Questa maggiore complessità ha registrato resistenze in alcuni settori della maggioranza e da alcuni mesi il confronto è interrotto. Da troppi anni si aspetta una riforma efficace e inclusiva che realizzi concrete opportunità di inserimento nel lavoro delle persone disabili, tutelandone le condizioni e valorizzandone le capacità. Non si può più attendere!
Siamo in attesa della firma dell’Accordo di Associazione alla UE.La CSdL ne ribadisce l’importanza, in primo luogo, per il valore assoluto che attribuiamo al multilateralismo, e per assicurare la libera circolazione dei nostri giovani con la sola cittadinanza sammarinese, che devono potersi spostare e risiedere senza ostacoli burocratici all’interno della UE.
Sul piano economico, da decenni a San Marino non arrivano investimenti di rilievo, salvo poche eccezioni.
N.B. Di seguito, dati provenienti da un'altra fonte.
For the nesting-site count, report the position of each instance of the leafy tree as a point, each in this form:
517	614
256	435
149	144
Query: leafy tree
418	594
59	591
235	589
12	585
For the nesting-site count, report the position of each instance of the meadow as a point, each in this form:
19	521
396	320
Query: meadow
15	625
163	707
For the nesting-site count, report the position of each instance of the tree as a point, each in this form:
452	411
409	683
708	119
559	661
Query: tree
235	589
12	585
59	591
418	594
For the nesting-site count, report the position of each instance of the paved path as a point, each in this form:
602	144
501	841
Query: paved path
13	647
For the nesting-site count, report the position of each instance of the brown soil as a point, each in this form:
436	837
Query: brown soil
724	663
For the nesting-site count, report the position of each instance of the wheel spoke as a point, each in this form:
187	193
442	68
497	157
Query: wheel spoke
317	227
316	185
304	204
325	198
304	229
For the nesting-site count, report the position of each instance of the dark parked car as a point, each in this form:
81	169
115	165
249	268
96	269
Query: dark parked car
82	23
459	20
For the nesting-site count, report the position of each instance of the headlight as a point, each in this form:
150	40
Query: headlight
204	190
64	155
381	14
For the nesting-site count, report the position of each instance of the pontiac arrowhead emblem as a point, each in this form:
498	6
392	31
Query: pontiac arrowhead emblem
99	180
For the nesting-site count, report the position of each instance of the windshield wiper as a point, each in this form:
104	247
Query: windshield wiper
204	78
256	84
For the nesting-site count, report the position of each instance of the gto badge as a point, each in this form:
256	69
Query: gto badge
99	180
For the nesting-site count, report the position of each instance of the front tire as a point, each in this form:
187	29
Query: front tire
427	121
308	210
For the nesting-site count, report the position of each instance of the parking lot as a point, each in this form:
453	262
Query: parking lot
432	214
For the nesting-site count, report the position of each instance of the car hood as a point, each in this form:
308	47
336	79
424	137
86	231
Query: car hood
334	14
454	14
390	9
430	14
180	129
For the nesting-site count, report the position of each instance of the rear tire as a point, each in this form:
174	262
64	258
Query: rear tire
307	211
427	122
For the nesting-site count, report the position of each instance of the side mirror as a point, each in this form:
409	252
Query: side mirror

L’economia cresce troppo poco rispetto a quanto servirà per finanziare in particolare la sanità ed il sistema pensionistico,i cui disavanzi sono destinati ad aumentare sensibilmente.Solo con l’accordo di Associazione San Marino può essere riconosciuto come paese equivalente agli Stati della UE, ed essere più attrattivo verso investimenti in attività economiche di qualità.
Infine, aspettiamo tutti alle iniziative del 1° maggio organizzate dalla CSU.